Passare dall'India all'Italia è complicatissimo.
Un volo low cost, posto finestrino per vedere dall'alto quel groviglio di strade che sembrano non avere un senso ma hanno una loro logica.
Una notte in un aeroporto sdraiati sulla moquette senza chiudere occhio perché i ricordi sono ancora troppo vivi e l'aria condizionata è così congelante da farti rimpiangere l'ultima classe di treno indiano.
Un altro volo low cost senza alcun pasto incluso ma "due bagni davanti e tre dietro" che il souvenir dall'India stavolta è questo.
E bam!
I bambini che giocano per strada non ci sono più.
Il venditore di chai che orgoglioso mi porge il bicchiere di vetro pieno di tè fumante si è volatilizzato. Così come i saree colorati, gli incensi, i tempietti.
È tutto così incredibilmente ordinato, monotono, prevedibile, lento... noioso!
Passare dall'India all'Italia stavolta mi ha fatto sentire come una maglietta dentro una lavatrice dopo 2 anni di lavaggi a mano.
Non è la prima volta che rientriamo in Italia da un Paese asiatico, ma è la prima volta che mi sento così.
Nella mia testa si mischiavano le immagini.
Come dei flash che si sovrapponevano alla realtà davanti ai miei occhi. Ho vissuto una specie di cortocircuito in cui niente mi sembrava reale.
Forse la colpa è stata di Mumbai. Aver lasciato la visita allo slum come esperienza finale non ha aiutato.

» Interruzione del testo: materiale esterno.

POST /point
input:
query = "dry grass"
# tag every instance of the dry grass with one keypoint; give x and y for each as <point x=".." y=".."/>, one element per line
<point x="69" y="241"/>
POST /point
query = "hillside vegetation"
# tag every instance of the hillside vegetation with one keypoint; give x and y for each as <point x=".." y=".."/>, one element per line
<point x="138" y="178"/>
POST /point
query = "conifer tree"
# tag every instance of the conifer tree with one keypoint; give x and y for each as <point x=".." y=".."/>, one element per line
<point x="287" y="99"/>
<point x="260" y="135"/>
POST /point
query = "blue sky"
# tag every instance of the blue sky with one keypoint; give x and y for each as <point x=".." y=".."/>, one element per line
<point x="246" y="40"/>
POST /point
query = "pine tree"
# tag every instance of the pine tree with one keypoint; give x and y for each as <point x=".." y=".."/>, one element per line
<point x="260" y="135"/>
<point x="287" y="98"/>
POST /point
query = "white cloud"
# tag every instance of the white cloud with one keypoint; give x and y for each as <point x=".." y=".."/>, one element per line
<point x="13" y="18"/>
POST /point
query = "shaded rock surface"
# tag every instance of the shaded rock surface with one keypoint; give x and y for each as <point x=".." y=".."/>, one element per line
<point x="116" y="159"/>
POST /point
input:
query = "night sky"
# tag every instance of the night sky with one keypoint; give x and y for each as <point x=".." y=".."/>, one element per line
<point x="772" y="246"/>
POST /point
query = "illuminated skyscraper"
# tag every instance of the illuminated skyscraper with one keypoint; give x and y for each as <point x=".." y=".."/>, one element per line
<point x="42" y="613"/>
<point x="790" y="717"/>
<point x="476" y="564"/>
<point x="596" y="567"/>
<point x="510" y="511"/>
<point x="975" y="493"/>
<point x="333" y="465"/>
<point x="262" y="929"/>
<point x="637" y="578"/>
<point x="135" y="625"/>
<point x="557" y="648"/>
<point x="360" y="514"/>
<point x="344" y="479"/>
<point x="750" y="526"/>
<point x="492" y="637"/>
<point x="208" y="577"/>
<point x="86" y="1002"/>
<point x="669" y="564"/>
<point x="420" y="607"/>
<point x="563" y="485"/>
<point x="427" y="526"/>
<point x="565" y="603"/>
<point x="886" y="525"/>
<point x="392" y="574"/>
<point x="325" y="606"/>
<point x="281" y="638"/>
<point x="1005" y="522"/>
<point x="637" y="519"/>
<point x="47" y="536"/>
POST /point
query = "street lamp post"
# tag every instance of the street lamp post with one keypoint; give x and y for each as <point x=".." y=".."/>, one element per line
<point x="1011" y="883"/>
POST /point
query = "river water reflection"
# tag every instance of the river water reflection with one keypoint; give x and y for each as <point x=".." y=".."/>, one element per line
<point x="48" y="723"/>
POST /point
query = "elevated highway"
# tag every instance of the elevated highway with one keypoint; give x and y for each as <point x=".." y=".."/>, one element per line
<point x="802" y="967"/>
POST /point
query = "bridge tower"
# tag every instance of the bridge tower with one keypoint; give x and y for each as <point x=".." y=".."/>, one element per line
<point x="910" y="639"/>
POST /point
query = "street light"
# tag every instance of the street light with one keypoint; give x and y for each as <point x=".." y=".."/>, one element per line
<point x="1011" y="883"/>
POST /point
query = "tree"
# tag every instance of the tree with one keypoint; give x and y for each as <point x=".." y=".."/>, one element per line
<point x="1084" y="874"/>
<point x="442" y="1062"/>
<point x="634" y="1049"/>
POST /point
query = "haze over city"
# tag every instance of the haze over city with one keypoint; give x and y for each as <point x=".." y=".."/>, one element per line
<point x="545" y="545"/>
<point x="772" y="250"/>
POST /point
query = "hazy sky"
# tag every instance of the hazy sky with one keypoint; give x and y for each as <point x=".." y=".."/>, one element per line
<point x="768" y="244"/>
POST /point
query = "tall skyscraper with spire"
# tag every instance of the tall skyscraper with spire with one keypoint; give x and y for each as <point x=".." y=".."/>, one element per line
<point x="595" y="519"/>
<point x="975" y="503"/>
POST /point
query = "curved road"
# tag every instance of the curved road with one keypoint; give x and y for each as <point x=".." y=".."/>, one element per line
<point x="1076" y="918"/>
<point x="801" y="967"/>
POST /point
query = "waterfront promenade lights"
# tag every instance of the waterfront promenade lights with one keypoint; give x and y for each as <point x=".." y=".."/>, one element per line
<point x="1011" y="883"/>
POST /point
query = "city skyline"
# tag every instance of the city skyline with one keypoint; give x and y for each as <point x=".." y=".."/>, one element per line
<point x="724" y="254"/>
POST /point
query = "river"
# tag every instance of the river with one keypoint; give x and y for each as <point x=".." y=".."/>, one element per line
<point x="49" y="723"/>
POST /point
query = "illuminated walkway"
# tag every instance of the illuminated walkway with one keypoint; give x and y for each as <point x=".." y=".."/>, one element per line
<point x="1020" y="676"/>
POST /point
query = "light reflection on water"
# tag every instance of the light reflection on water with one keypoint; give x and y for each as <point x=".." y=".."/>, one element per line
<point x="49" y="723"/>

Mi rendo conto che è come se un pezzo della mia mente fosse rimasto ancora là, tra quei vicoli stretti e bui. Come se avesse bisogno di più tempo per realizzare quello che gli stava succedendo attorno e si fosse fermato lì per capire meglio.
E io sono solo stata in una baraccopoli dove è vero, la vita non è semplice, ma le persone hanno un lavoro, un tetto sulla testa e vivono in pace.
Ci sono un paio di profili che seguo ormai da qualche anno sui social. Uno è di una ragazza che fa l'infermiera e l'altro di un ragazzo che fa giochi di prestigio.
Lavorano in zone delicate, dove manca tutto, tranne le bombe che cadono a distruggere vite e case. Guardo i loro video dallo schermo di un telefono e l'unica cosa che riesco a fare è apprezzare (e anche un po' invidiare) il loro coraggio.
Quel coraggio che da osservatori li ha trasformati in attori. Fanno qualcosa di concreto per cambiare il mondo, anche quando al mondo sembra non importare nulla.
Non oso immaginare cosa debba provare la loro mente quando scendono dall'aereo e si ritrovano in Italia o in Australia.
Chissà se anche loro si sentono in una realtà parallela, a metà tra là e qua.

Passare dall'India all'Italia stavolta si è portato dietro tante emozioni.
Ma anche una consapevolezza più profonda che ci ha fatto apprezzare quasi fino alle lacrime una doccia calda. Che ci ha fatto sentire ancora più coccolati dentro un abbraccio famigliare. Che ci ha fatto godere all'inverosimile per il primo morso a quella pizza che sognavamo da mesi.
E mentre qui vivevamo tutto questo, là a qualche ora di aereo e una notte sulla moquette, è rimasto un pezzo di noi. Perché nonostante tutto quel pezzo non se ne è voluto andare, forse perché in fondo la sua casa è proprio lì.
Torneremo a riprenderlo un giorno, non abbiamo dubbi.